An important litmus test for Indian Americans is whether the US president would visit India. "The only two presidents to visit India were Democrats. When you visit a country, you show respect. Democracy for the Democrats is very important. Bush says Iraq will be a beacon of democracy. It's all hot air. I don't hear him talk of democracy when it comes to Pakistan," said Kapur with obvious delight at having scored a point. Clinton spent five days in India and only five hours in Pakistan, he noted, promising that Kerry will push Pakistan harder on the question of democracy. However, it is an open question whether Kerry will jeopardise the delicate house of cards balancing on Musharraf.
But whoever wins on November 2, the bottomline is—today India is far too important to ignore for either party."The US-India relationship has a lot of ballast to it, the logic is indisputable," says Strobe Talbott, deputy secretary of state in the Clinton administration. But even he indulged in politics on a recent trip to India when he denigrated the recent Indo-US agreement under the Next Steps in Strategic Partnership (NSSP) concluded on President Bush's watch. Another Democrat on Capitol Hill dismissed the NSSP as "smoke and mirrors", saying it will fail to deliver the big fruit of high-tech sales that India craves for because of US laws in place.

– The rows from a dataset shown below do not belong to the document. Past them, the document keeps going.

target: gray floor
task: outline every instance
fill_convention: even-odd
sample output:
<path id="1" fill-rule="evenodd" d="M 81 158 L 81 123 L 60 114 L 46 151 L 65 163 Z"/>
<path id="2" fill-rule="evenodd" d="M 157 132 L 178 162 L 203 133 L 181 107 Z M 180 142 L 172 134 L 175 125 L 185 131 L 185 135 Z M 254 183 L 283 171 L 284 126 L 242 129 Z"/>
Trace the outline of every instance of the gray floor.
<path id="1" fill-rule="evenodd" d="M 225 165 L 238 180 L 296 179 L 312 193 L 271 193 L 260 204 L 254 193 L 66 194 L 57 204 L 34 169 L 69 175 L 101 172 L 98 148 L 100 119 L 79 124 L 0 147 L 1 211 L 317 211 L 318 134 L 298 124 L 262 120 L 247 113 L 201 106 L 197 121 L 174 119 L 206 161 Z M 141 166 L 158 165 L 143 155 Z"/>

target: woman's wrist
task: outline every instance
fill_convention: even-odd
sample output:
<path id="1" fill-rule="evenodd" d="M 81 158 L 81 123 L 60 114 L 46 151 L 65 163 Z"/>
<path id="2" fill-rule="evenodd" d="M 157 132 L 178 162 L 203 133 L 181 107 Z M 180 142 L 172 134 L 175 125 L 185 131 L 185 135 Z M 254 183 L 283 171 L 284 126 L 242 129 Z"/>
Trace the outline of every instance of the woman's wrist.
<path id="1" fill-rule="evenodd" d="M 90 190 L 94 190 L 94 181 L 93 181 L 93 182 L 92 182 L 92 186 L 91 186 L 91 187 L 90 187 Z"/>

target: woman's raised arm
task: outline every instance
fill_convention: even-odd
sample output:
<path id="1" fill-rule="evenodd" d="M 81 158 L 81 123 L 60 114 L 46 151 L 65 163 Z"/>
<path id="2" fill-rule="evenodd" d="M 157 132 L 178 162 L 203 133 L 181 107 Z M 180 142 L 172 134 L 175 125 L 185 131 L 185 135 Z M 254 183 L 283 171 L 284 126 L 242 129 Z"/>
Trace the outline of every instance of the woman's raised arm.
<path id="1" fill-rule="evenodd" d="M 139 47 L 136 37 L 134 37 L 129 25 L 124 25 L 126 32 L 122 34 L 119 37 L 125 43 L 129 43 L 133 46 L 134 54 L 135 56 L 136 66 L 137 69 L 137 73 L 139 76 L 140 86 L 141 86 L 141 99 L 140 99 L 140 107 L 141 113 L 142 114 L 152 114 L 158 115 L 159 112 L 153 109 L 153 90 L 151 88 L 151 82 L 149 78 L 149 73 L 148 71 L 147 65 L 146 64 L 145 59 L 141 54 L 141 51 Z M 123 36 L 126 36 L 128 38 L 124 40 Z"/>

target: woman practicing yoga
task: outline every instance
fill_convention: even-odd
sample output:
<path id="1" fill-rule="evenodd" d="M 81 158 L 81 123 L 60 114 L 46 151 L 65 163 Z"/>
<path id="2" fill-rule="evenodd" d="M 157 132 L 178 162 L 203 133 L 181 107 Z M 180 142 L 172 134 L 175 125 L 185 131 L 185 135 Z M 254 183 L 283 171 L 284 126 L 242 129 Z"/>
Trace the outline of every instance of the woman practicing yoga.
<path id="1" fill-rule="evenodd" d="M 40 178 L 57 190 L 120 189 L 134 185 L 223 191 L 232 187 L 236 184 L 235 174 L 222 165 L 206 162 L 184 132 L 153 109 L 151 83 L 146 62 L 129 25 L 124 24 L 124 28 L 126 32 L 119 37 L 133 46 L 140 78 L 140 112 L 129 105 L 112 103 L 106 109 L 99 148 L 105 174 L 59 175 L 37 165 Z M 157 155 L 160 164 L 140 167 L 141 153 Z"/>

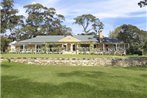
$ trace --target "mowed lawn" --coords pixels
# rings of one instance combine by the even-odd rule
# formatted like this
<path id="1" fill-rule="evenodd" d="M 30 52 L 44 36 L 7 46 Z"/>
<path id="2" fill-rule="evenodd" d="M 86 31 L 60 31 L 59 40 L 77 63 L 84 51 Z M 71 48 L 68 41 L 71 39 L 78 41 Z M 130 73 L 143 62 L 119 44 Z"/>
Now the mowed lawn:
<path id="1" fill-rule="evenodd" d="M 90 55 L 90 54 L 12 54 L 5 53 L 1 57 L 5 58 L 15 58 L 15 57 L 44 57 L 44 58 L 147 58 L 147 55 L 127 55 L 127 56 L 117 56 L 117 55 Z"/>
<path id="2" fill-rule="evenodd" d="M 147 98 L 147 68 L 3 62 L 1 98 Z"/>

But what will the Democrats deliver? According to Stephen Cohen, a veteran observer of Indo-US dances, they might 'draw the line' at some of the weapons systems that India wants and Bush supports such as anti-missile technology. "My guess is that India will indeed find it more difficult to get high technology from the US under Kerry. However, this may depend on personalities," he noted. Some of Kerry's advisors are old India hands such Karl Inderfurth, who heads the South Asia cell. Kerry has tried to shed the hardcore arms controlwallahs who can't seem to accept India's recent nuclear-power status. Says Inderfurth, "The NSSP should not be the centrepiece of the entire relationship. We want a broad-based, multi-faceted relationship with India." No question of any rollbacks on what is in the process, he asserts. But a Kerry victory could still mean delicate adjustments, recalibrations and some outright changes in policy. Should he win, it would be a year before Kerry can focus on India given the time a typical transition and policy review takes.
Bush supporters press that the president has no such encumbrances. He came to office seeing India "as the big idea" and has steadily moved to define it with incremental gains. "The Democrats who are criticising the NSSP today as insufficient are the same people who were berating us for doing it in the first place. You got to crawl before you can walk and walk before you can run. We have a road map for India," says a US official edgily. But if India plays its cards right, it doesn't matter who wins, according to Fareed Zakaria, editor of Newsweek International. More important are economic reforms and efforts at regional reconciliation by India. "Both Bush and Kerry will dramatically improve relations," says Zakaria, who is a registered independent but leaning toward Kerry.